I’m not sure that Juniper and Polycom are an ideal match, mostly because tying the product to the networking gear is a strategy that ultimately follows along with Cisco’s aims. As a smaller rival to Cisco, Juniper can’t win by playing by the same rules as the larger company — it needs to break them.

Although that is an easy thing for GigaOm to assume at first glance, but as you get more informed it is far from the story here. Cisco and Juniper are implementing two different growth strategies Cisco is closed and Juniper is open. Cisco is proprietary and Juniper is open. Yes, Cisco bought Tandberg but the question is “when will Cisco deliver a “real” solution?”. Industry insider all know this will be delayed.

Don’t count out Skype TV either (I wrote about them after CES here) they could easily rollout “real tele-presence”. Skype TV is a threat to Cisco which has no offering for the common web user. Many are saying that Cisco’s Telepresence is pure luxury and a fantasy for mainstream users while Skype has zillions of users and their growth is still up and to the right.

To me Cisco Telepresence is the PictureTel of our generation – it’s super cool and high end, but irrelevant to “real web users”.

Here is Gigaom’s view on Cisco that validates my opinion above:

Cisco is tying its networking expertise to servers, video conferencing gear, consumer equipment and whatever else it thinks it can get away with, because it can guarantee a better quality of service, but also because that gives Cisco the means to keep its margins up. Cisco, may call its servers open, but they are not commoditized the way other servers are because Cisco has integrated this networking component.

Translation: Cisco wants to own end to end and keep it closed to protect margins. That’s a business strategy but it’s based on the fact that Cisco can deliver. The rest of the industry is going open and Cisco is going closed. Either everyone is crazy and Cisco is brilliant. The world wants open.

Networking Growth in Infrastructure 2.0: Be Closed or Be Open That Is The Question

image Cisco is creating a closed system comprised of a ton of different competing operating systems. That’s not the smart way to operate: It stifles innovation; Creates servants, not customers.

Do we want a marketplace where companies become lords over their customers and heavy hands them into buying decisions? Microsoft dominated this strategy of vendor lock-in during the growth of the computer business and Cisco employed that philosophy in the early days of networking.

Vendor lock-in as we have seen in the past creates a ton of unintended technological issues – slow ability to update drivers, etc; inability to properly react to security issues; slow ability to issue patches/updates etc. Compare that to Google today.

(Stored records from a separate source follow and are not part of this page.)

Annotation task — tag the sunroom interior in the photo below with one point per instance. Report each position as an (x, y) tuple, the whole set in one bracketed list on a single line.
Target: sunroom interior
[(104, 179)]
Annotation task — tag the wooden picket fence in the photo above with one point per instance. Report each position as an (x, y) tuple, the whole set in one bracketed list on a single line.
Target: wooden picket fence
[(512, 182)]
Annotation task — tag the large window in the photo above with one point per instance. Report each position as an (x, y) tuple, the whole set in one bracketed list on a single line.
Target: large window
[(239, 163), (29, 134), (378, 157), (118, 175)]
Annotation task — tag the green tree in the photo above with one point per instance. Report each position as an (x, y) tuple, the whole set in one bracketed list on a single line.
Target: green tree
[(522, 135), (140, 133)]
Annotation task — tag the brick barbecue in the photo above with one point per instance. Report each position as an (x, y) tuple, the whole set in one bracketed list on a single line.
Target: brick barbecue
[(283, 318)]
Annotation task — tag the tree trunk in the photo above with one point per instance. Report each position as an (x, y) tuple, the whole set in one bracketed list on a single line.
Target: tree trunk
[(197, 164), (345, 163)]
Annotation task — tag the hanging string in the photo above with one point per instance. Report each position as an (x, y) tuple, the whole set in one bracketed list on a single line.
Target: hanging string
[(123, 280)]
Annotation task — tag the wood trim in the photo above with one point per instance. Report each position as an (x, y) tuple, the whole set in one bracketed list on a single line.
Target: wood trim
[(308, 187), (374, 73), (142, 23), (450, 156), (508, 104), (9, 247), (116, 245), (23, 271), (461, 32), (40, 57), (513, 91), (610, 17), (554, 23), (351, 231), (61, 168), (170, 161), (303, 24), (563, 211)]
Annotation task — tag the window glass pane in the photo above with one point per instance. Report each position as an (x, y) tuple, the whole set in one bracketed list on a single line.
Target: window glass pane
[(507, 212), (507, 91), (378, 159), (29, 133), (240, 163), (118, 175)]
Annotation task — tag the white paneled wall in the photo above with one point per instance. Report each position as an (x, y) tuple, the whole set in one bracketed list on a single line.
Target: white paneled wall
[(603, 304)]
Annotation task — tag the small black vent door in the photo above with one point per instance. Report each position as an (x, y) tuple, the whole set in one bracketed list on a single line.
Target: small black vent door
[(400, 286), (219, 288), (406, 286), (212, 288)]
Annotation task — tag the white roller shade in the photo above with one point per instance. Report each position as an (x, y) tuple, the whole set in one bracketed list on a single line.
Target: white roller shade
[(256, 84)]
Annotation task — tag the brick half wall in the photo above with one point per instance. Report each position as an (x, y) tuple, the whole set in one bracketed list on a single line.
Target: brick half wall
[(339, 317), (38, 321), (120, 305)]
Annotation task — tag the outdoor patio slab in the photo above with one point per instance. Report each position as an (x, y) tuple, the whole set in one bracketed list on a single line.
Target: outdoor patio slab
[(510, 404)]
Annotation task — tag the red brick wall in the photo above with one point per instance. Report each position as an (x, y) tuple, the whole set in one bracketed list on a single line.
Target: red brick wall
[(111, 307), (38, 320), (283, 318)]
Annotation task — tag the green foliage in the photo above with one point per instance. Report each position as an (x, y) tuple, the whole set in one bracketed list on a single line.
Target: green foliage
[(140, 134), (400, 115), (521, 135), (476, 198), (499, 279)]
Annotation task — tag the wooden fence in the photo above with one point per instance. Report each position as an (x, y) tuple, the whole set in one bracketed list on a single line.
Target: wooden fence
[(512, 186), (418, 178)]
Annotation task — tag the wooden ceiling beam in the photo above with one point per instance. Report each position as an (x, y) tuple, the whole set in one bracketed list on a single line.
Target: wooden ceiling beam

Cisco Is Not The Apple Of Networking

GigaOm was trying to make a case that Cisco is the Apple of Networking. GigaOm wrote:

By adding in the network layer, Cisco hopes to keep its servers from becoming the commodity that Dell’s, HP’s and IBM’s are. The same goes with things like the Flip camera that Cisco acquired when it bought Pure Digital. Sure it wants to boost bandwidth consumption so it can sell more telco gear, but it also wants to build a high-margin ecosystem around the home tied to its gear like Apple.

If Cisco wants to be the Apple of networking (as promoted by GigaOm) Cisco has to deliver value and disrupt the market. I just don’t see Cisco doing that. That is why I think Cisco’s strategy will fail – expensive, closed, and delayed product. It doesn’t add up.

Cisco has a history of bad integration of acquisitions and for sitting on IP while internal teams fight for resources. At the end of the day that isn’t good for innovation and for customer value.

If Cisco wants to be the Apple of networking then Cisco needs to build great products and deliver them fast.

Cisco: I know Apple, I worked with Apple, I have Apple products, You are NO Apple. If anything you should be more like Google.